Thursday, December 02, 2021


Just Finished Reading: Primitive Rebels by Eric Hobsbawm (FP: 1959) [231pp]

Covering (largely) pre-industrial, or at least pre-proletariat, rumblings of protest in Europe this is an interesting but often dry academic look at groups who used protest and violence to resist their ‘masters’. The use of ‘primitive’ here is used politically to denote a time before widespread identification with the idea of a Working Class or, in some cases, before the Working Class itself came into existence. The author focuses on rural rather than urban rebels – with one minor exception in Italy – who were more often coalesced around a village identity rather than a class one.

Ranging from social banditry, Mafia (not exactly what you would expect from movies about the 1920’s and 30’s in the US!), Anarchists in Spanish Andalusia, and Italian peasant communists – before moving onto urban mobs – the author covers a lot of unfamiliar (at least to me!) ground to show an often ignored or understudied part of Europe’s rural past. It was, at you might imagine, far from the idyllic pastoral myth that we are so used to.

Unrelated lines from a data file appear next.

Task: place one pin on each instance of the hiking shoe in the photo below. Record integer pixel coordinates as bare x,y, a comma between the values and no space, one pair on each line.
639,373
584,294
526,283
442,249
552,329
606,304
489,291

Although this was a very short work it did take me a few days to work through it. It was, as I’ve mentioned, both rather dry and unfamiliar which didn’t help the narrative flow very well or very fast. Interesting at times but one for the more academically inclined rather than the casual reader.

2 comments:

Stephen said...

Interesting! I personally don't think The Working Class works as an identity people can really rally behind, in part because it's more abstract. It broke down immediately during the Great War when traditional-tribal identities overwhelmed even the more pacifist-leaning labor sorts. Sometimes tribal identities can work within a working-class identity, though -- rednecks being an obvious example.

CyberKitten said...

Class used to work pretty well here until around the late 70's. After that it was more about money with working class youths earning bucket loads of cash in the get-rich-quick 80's.

Coming, as I do, from a Working Class background it was funny to be labelled Middle Class by one of our teachers when a bunch of us went to 6th Form (16-18) on our way to University. Such 'ambition' was considered to be a Middle Class attitude. Much laughing (from us kids) ensued.